Als besondere Stärke ihres Konzepts sehen Dullien, Rietzler und Tober weniger ein besonders großes Volumen – mit zunächst 120 Milliarden Euro hätte der Transformationsfonds ein Volumen von 3,5 Prozent des Bruttoninlandsprodukts -, sondern die Möglichkeit, rasch und gezielt investive Engstellen aufzulösen. Die entstehen, wenn erforderliche Investitionssummen in Schlüsselbereichen einzelne Unternehmen überfordern könnten, die gleichwohl als Schrittmacher bedeutend sind. "Bei der staatlichen Förderung geht es also weniger um gesamtwirtschaftlich exorbitante Summen als um ein schnelles, entschlossenes Handeln", so das IMK. Zudem könne "eine staatliche Beteiligung bei bestimmten klimafreundlichen Technologien das Vertrauen stärken, dass es die Regierung mit der Dekarbonisierung ernst meint, da der Staat bei einer Abkehr vom Dekarbonisierungskurs selber Verluste durch dann unrentable Beteiligungen erleiden würde". Das biete zusätzliche Anreize für private Investoren, auf technisch bereits mögliche, aber aktuell noch sehr teure Innovationen zu setzen.

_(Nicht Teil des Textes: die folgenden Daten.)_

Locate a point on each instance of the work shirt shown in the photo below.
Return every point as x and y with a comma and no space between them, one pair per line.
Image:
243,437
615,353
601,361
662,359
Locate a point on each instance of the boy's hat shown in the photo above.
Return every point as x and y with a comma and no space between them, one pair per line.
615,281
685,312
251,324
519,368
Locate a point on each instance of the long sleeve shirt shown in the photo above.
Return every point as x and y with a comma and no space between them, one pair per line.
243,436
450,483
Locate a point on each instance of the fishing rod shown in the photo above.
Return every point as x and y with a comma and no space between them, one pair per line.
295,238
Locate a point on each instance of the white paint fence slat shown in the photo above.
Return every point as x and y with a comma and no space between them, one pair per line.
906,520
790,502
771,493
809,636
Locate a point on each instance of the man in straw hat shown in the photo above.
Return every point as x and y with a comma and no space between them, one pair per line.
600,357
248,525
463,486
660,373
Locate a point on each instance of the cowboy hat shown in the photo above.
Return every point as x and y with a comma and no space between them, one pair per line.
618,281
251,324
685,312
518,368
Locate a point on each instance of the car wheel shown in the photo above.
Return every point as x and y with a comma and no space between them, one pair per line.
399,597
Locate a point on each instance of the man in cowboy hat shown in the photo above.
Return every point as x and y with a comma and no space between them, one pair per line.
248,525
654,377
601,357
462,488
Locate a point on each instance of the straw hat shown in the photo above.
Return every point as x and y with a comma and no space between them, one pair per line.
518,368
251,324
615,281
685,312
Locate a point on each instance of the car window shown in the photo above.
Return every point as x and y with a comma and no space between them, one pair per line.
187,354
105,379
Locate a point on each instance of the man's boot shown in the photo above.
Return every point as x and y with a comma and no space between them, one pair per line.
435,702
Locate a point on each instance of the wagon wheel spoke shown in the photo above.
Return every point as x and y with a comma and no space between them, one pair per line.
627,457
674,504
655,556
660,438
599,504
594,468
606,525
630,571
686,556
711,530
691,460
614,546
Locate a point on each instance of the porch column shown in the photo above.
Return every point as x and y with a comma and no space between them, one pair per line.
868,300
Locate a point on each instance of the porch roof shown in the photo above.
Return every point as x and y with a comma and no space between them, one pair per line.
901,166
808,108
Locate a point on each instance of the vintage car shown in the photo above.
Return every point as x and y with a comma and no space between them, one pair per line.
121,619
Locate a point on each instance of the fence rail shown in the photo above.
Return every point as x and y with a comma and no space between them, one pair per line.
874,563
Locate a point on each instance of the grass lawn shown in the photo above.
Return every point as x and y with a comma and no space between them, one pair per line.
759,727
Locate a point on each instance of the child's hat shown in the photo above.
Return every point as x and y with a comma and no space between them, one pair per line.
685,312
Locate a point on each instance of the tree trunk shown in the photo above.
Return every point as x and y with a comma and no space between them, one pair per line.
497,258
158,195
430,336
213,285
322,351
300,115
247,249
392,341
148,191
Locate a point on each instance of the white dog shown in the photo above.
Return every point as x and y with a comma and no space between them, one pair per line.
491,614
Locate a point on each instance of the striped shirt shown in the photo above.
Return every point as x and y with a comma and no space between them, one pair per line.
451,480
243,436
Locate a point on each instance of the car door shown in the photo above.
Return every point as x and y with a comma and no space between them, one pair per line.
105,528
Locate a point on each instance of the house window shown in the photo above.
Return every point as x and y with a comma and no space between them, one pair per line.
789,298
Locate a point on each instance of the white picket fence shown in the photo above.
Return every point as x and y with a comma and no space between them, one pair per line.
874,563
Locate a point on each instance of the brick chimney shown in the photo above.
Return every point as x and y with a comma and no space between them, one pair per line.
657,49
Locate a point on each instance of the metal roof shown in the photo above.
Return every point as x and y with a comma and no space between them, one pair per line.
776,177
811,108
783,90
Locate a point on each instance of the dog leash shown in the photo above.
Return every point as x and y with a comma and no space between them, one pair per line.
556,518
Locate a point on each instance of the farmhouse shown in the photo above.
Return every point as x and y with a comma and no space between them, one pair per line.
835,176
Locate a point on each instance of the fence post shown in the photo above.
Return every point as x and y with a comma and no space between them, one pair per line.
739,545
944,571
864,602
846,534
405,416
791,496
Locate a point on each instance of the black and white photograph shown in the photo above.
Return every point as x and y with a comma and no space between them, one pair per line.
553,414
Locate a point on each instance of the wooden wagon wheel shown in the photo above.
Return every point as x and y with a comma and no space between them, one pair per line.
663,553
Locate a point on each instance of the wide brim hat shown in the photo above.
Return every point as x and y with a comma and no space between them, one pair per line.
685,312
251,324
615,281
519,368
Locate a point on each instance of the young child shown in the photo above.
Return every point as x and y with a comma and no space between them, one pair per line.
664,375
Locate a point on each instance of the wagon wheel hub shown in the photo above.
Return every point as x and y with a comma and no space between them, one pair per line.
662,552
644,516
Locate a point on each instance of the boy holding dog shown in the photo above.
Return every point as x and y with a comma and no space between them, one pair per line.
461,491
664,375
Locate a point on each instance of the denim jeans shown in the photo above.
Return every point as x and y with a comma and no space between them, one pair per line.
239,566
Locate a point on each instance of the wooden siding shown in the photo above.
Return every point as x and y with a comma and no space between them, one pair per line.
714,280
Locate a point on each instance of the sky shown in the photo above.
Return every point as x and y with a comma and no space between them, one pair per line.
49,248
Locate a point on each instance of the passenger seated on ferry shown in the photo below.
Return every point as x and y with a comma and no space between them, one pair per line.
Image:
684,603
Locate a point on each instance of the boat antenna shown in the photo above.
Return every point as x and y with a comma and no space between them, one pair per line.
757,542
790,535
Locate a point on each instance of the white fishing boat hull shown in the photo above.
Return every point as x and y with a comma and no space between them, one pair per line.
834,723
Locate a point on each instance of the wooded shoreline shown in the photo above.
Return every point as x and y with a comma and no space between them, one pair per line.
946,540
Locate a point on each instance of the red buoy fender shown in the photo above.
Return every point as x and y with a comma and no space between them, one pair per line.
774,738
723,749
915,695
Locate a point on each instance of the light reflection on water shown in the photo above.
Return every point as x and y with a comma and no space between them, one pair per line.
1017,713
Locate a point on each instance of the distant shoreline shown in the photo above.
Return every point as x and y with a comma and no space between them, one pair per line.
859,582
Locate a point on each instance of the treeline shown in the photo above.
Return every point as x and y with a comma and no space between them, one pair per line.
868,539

Besonderen Bedarf sieht das IMK in der Industrie. Denn nach bedeutenden Reduktionen bei den Treibhausgas-Emissionen in den 1990er und 2000er Jahren habe es in diesem für die deutsche Volkswirtschaft zentralen Sektor seit 2010 "faktisch keine Fortschritte mehr gegeben". Das liege häufig daran, dass Optimierungsmöglichkeiten vorhandener Technologien weitgehend ausgereizt seien. Vor allem in Branchen wie der Stahlindustrie, der Grundstoffchemie oder der Zementproduktion, die für knapp 60 Prozent der Emissionen in der Industrie stehen, seien durchgreifende Verbesserungen nur machbar, wenn bei der Produktion nun beispielsweise grundlegend auf neue Energieträger umgestellt werde.

Zwar steht nach der IMK-Analyse in diesen und vielen weiteren Branchen auch unabhängig von der Klimawende oft eine umfassende Erneuerung der Anlagen an, die Gelegenheit für einen energetischen Strukturwandel der Industrie wäre also grundsätzlich günstig. Doch es gibt ein Dilemma: Klimafreundliche Technologien wie grüner Wasserstoff sind zwar verfügbar, sie sind aber teilweise noch nicht voll ausgereift, und vor allem ist ihr Einsatz derzeit noch viel teurer als der hergebrachter Energieträger. Daran ändert auch das aktuelle Emissionshandelssystem nichts, weil die Preise für CO2-Zertifikate in der EU die Differenz bei weitem nicht ausgleichen und anderswo in der Welt überhaupt noch keine Abgaben auf klimaschädliche Emissionen existieren.

Andererseits haben viele Produktionsanlagen, die in nächster Zeit erneuert werden müssen, eine Lebensdauer von rund 50 Jahren. "Vor dem Hintergrund der erforderlichen Klimaneutralität 2050" sollten daher "schon jetzt grundsätzlich keine größeren Investitionen mehr in konventionelle Technologien getätigt werden, mit der Ausnahme von Brückentechnologien im Rahmen der angepeilten Klimapfade", schreiben Dullien, Rietzler und Tober. Sonst würden entweder die Klimaziele verfehlt oder vergleichsweise neue Anlagen müssten künftig vorzeitig abgeschaltet werden, mit beträchtlichem wirtschaftlichem Schaden.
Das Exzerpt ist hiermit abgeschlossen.